Gold rose to its highest in over one a month on Tuesday, buoyed by a weaker U.S. dollar and as fears that Britain will not have a clean break with the European Union stoked safe-haven buying.
Spot gold was up half a percent at $1,187.01 an ounce by 0620 GMT, after reaching its highest since Dec. 5 at $1,187.61 earlier in the session.
U.S. gold futures climbed 0.2 percent to $1,187.20 per ounce.
"The comments on the UK around Brexit that impacted the pound saw some safe-haven buying," said ANZ analyst Daniel Hynes.
The pound slid on Tuesday after weekend comments from British Prime Minister Theresa May sparked talk that Britain would drastically rework trade relations with the EU after Brexit.
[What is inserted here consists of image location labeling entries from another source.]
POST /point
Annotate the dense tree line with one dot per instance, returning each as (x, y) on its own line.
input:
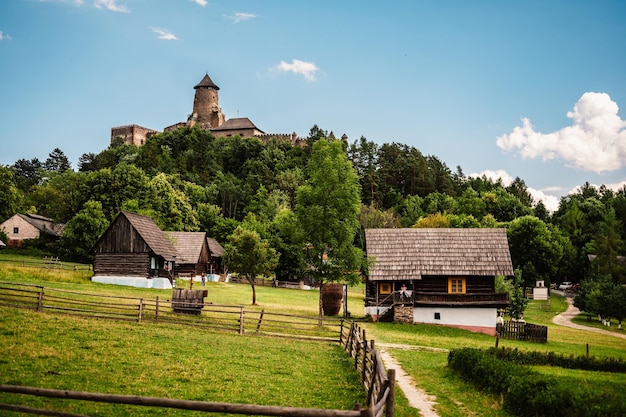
(189, 180)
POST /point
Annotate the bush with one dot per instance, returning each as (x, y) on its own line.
(529, 393)
(587, 363)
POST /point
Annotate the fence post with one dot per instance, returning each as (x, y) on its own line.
(40, 300)
(391, 398)
(140, 310)
(241, 320)
(258, 326)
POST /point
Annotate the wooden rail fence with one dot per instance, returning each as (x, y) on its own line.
(378, 383)
(517, 330)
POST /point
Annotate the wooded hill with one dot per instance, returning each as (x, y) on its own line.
(188, 180)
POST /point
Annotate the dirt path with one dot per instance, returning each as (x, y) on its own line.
(565, 319)
(417, 397)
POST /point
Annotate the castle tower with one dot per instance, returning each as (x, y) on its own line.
(206, 109)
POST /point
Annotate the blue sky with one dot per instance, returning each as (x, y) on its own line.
(530, 89)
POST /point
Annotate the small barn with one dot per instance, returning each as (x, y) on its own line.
(21, 227)
(437, 276)
(134, 251)
(193, 253)
(216, 252)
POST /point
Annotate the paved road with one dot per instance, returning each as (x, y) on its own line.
(565, 319)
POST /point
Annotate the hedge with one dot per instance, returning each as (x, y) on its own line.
(527, 393)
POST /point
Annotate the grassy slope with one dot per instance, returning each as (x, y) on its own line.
(427, 368)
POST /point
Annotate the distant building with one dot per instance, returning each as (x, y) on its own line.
(207, 114)
(20, 227)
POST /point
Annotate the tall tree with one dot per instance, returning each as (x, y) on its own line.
(328, 209)
(83, 230)
(247, 254)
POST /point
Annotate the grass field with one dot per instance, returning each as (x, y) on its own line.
(176, 362)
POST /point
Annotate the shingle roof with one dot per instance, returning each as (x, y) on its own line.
(44, 224)
(410, 253)
(216, 249)
(237, 123)
(152, 235)
(207, 83)
(188, 245)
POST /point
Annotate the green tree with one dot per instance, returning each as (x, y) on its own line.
(519, 302)
(249, 255)
(10, 196)
(57, 161)
(83, 230)
(328, 209)
(536, 249)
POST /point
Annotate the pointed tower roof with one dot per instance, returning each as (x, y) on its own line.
(206, 82)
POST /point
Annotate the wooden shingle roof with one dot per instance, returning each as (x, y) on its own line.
(404, 254)
(44, 224)
(206, 82)
(152, 235)
(188, 245)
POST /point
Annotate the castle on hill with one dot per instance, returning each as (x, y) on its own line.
(207, 114)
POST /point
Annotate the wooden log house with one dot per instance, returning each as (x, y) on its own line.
(437, 276)
(134, 251)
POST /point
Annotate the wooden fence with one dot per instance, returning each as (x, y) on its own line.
(214, 316)
(517, 330)
(49, 262)
(378, 383)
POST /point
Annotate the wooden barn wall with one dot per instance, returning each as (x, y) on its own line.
(122, 237)
(122, 264)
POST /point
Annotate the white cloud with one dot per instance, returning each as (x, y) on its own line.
(111, 5)
(307, 69)
(551, 202)
(596, 141)
(241, 17)
(164, 34)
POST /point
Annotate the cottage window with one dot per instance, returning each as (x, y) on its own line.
(456, 285)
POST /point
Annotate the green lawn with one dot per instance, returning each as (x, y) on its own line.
(190, 349)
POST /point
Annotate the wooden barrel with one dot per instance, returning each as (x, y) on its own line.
(332, 296)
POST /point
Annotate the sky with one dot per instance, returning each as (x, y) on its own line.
(508, 89)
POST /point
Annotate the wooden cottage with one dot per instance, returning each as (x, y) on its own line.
(437, 276)
(134, 251)
(21, 227)
(193, 253)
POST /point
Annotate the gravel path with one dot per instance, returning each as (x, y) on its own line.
(417, 397)
(565, 319)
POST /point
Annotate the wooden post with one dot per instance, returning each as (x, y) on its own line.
(140, 310)
(40, 300)
(364, 364)
(258, 326)
(241, 320)
(341, 332)
(391, 398)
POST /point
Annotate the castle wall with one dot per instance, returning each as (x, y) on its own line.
(132, 134)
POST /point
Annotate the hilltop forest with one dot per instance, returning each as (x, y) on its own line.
(189, 180)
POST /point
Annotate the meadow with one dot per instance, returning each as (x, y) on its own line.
(46, 350)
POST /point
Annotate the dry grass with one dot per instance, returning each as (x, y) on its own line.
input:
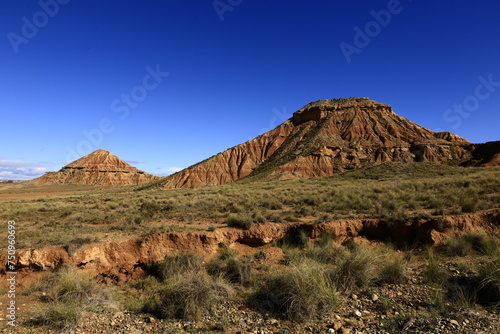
(391, 191)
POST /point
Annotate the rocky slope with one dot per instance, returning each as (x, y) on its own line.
(124, 260)
(331, 136)
(97, 168)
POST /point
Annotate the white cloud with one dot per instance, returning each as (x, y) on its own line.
(20, 170)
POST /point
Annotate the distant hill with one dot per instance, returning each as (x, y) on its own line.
(97, 168)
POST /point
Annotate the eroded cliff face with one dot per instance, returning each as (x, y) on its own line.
(327, 137)
(120, 261)
(98, 168)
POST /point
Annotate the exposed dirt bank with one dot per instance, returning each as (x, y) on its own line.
(121, 261)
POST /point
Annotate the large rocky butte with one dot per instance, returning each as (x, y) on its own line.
(97, 168)
(332, 136)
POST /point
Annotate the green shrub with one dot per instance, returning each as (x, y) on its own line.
(60, 316)
(65, 295)
(300, 292)
(392, 269)
(433, 274)
(172, 266)
(467, 244)
(187, 297)
(242, 222)
(355, 270)
(230, 266)
(489, 287)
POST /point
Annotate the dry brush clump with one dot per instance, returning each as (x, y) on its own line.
(230, 266)
(300, 292)
(182, 289)
(65, 295)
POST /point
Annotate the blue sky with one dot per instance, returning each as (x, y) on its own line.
(165, 84)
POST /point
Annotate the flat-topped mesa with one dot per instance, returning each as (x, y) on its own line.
(315, 111)
(102, 160)
(100, 168)
(331, 136)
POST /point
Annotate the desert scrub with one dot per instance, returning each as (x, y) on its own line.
(244, 221)
(299, 292)
(172, 266)
(65, 295)
(489, 283)
(188, 296)
(392, 267)
(229, 265)
(472, 243)
(356, 269)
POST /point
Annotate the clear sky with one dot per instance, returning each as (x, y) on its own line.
(165, 84)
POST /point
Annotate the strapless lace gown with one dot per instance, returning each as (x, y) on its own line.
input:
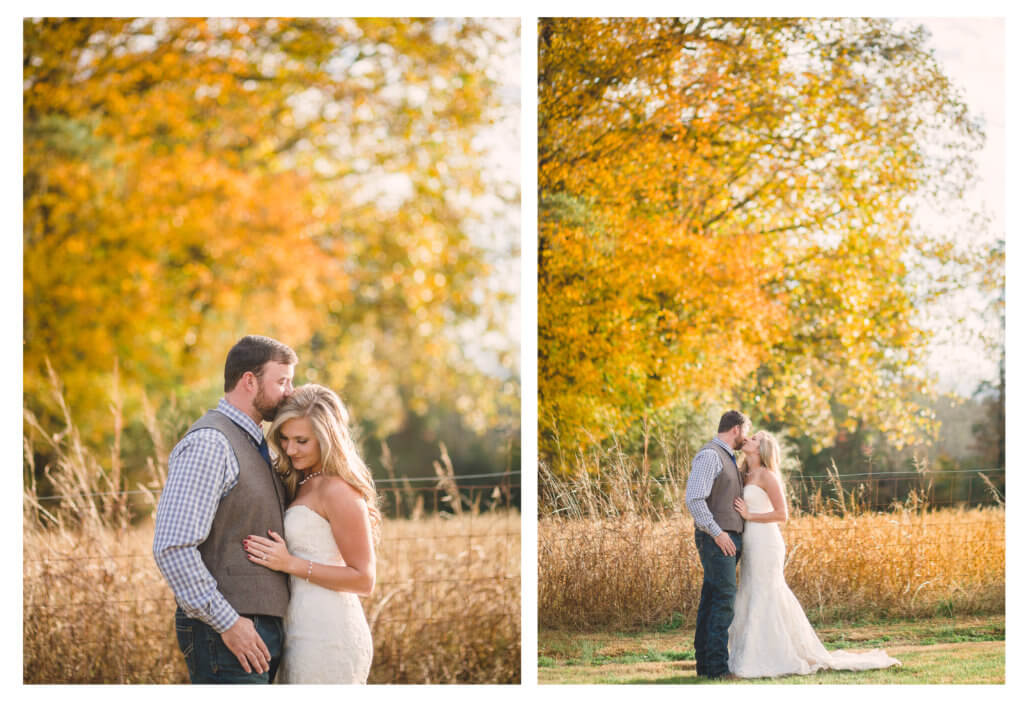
(327, 640)
(770, 634)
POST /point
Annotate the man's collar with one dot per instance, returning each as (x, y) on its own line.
(242, 419)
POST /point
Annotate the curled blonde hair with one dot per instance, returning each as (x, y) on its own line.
(770, 453)
(339, 456)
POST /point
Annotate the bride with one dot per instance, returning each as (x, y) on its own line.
(770, 634)
(332, 522)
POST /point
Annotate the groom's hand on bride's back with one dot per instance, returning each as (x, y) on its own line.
(246, 644)
(725, 542)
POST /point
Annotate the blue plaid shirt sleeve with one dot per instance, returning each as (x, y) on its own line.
(202, 469)
(706, 468)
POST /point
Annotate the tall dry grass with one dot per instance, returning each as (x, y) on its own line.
(445, 608)
(616, 551)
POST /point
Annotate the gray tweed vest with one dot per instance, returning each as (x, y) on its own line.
(727, 486)
(253, 506)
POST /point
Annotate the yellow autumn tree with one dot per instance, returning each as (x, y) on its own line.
(187, 181)
(725, 213)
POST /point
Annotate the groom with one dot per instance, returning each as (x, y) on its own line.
(220, 488)
(714, 484)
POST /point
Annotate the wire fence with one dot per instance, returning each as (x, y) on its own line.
(883, 490)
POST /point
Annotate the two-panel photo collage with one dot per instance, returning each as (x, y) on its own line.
(528, 352)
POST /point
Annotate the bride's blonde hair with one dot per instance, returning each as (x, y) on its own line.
(770, 453)
(339, 456)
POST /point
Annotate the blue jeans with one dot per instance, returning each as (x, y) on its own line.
(711, 642)
(210, 661)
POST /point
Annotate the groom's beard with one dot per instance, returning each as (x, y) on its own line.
(267, 410)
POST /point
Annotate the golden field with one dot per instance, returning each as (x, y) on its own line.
(445, 608)
(634, 571)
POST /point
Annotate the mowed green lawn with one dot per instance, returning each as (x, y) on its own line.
(969, 650)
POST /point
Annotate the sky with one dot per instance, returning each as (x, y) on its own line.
(972, 51)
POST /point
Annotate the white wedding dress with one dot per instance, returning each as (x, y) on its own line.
(770, 634)
(327, 639)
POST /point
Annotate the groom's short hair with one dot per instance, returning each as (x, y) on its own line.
(250, 354)
(730, 420)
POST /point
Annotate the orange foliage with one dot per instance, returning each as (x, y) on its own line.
(187, 181)
(724, 214)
Hynes added that gold was also getting support from strong physical buying in China ahead of the Lunar New Year later this month, although he said the longer term price outlook would likely be tepid.
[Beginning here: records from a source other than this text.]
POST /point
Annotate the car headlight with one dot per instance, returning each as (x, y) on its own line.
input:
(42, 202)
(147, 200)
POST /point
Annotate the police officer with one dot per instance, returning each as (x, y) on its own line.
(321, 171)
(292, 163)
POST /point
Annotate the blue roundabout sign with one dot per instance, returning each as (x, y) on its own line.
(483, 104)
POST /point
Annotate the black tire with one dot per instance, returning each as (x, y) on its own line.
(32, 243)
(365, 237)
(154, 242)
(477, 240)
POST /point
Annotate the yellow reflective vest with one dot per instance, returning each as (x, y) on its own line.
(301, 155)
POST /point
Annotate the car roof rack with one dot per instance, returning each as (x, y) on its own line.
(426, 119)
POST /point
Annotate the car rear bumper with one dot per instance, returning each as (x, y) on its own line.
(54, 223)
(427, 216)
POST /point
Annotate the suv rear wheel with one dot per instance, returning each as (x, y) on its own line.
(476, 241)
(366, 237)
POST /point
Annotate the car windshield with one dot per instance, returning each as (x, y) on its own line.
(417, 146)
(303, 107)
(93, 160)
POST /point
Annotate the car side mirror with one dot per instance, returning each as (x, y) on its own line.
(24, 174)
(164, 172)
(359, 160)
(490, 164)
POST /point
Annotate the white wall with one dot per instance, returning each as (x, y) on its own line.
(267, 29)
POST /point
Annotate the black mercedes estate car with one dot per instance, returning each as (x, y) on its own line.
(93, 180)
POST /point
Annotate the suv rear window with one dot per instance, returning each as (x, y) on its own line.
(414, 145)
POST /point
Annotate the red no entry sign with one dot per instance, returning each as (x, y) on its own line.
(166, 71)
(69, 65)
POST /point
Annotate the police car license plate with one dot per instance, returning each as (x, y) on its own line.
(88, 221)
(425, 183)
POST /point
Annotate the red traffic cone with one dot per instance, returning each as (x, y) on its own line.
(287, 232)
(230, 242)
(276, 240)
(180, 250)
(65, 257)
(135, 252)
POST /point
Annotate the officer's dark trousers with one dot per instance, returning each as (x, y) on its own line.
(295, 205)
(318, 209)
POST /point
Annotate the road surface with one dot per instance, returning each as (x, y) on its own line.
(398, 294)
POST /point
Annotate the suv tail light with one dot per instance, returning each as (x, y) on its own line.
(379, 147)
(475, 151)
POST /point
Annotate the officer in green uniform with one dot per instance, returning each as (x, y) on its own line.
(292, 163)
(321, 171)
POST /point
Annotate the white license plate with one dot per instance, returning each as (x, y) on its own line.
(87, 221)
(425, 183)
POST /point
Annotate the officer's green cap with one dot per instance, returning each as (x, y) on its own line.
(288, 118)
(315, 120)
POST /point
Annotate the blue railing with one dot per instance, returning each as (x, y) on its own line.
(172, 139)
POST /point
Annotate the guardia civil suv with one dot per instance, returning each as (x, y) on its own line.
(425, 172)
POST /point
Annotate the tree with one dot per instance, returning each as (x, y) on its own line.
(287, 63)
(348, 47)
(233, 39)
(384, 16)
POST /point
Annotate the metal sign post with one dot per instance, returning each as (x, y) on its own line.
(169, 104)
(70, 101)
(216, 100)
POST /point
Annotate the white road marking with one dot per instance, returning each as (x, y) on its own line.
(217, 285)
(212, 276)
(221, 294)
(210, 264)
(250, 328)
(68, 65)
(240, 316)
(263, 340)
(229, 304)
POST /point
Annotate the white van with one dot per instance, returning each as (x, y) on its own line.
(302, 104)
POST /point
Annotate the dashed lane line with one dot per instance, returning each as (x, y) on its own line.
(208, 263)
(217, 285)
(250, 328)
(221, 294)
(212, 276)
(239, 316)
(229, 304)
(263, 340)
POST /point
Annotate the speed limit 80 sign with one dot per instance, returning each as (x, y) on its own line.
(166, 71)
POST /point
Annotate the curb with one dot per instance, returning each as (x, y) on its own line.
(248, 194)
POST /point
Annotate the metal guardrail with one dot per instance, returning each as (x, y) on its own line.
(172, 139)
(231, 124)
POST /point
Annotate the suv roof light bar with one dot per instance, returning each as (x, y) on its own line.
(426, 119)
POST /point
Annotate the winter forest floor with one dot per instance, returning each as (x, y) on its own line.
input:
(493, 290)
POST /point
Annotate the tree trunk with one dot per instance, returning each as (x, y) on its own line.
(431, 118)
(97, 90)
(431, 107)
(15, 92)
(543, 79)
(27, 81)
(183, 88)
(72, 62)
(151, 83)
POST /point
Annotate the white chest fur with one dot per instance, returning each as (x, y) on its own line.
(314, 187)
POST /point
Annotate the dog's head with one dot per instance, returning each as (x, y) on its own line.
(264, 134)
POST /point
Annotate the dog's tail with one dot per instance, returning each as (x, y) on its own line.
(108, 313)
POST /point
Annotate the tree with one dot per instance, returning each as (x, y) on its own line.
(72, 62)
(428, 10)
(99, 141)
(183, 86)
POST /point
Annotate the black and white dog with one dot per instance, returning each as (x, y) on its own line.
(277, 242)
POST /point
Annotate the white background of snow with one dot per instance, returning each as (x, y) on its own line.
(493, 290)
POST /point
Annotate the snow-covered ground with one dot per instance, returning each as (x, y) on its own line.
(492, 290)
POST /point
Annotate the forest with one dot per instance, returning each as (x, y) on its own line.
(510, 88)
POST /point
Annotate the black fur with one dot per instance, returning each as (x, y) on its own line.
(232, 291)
"The precious metal has got plenty of headwinds in the medium-term. We are not expecting to see any particular upside to the rally we have seen in the past weeks. The outlook for rate hikes in the U.S. will be the biggest driver of gold prices in 2017," Hynes added.
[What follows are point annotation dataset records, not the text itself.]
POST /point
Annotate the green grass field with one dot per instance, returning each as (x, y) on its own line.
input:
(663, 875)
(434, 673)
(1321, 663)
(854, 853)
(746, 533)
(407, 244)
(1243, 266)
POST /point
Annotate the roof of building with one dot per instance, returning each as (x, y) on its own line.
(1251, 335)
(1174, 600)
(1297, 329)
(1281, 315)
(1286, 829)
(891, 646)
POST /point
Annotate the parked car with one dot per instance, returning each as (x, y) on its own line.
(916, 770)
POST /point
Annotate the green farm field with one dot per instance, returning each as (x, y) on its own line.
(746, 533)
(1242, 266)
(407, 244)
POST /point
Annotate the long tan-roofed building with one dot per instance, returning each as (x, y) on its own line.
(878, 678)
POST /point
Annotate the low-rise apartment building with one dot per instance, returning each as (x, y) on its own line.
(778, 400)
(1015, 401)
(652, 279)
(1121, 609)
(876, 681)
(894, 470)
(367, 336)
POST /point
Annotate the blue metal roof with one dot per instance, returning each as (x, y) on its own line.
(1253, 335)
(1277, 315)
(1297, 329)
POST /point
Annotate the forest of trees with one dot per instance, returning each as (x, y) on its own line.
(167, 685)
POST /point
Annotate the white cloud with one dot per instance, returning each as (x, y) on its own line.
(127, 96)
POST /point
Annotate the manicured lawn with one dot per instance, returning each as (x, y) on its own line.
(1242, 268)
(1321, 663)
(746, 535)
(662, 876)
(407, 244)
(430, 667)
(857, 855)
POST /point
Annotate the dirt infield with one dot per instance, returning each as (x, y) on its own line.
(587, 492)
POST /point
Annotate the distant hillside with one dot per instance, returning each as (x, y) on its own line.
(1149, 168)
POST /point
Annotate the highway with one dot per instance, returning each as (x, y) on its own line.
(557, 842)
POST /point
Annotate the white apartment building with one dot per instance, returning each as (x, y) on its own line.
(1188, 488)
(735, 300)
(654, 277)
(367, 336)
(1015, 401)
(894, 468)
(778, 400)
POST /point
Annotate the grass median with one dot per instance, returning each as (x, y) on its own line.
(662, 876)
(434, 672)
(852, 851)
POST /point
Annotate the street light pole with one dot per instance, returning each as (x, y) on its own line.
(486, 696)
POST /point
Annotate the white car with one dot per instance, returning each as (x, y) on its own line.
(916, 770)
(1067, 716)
Gold is highly sensitive to rising U.S. interest rates, which increase the opportunity cost of holding the non-yielding asset while boosting the dollar, in which it is priced.
The dollar index, which measures the greenback against a basket of currencies, was down 0.3 percent at 101.66 on Tuesday.
"With volumes currently soft and market positioning lightened, gold should continue to push higher and test a move back above $1,200 over the short term," said MKS PAMP Group trader Sam Laughlin.
Focus is turning towards a news conference on Wednesday when U.S. President-elect Donald Trump may give more details on policies that could be implemented after he takes office on Jan. 20.
"As Trump's inauguration date nears, we suspect gold investors will monitor political developments more closely. Any significant ratcheting higher in geopolitical tensions could help trigger safe-haven bullion demand," HSBC analyst James Steel wrote in a note.
Holdings of SPDR Gold Trust, the world's largest gold-backed exchange-traded fund, fell 1.06 percent to 805.00 tonnes on Monday. The holdings have dropped about 15 percent since the November U.S. Presidential elections.
Silver was up 0.5 percent at $16.64 an ounce and platinum was 0.4-percent higher at $977.90. Platinum rose to a two-month high of $981.90 an ounce in the last session.
Palladium was set to gain for the sixth straight session, up 0.1 percent at $759 an ounce after rising to its highest in more than a month on Monday.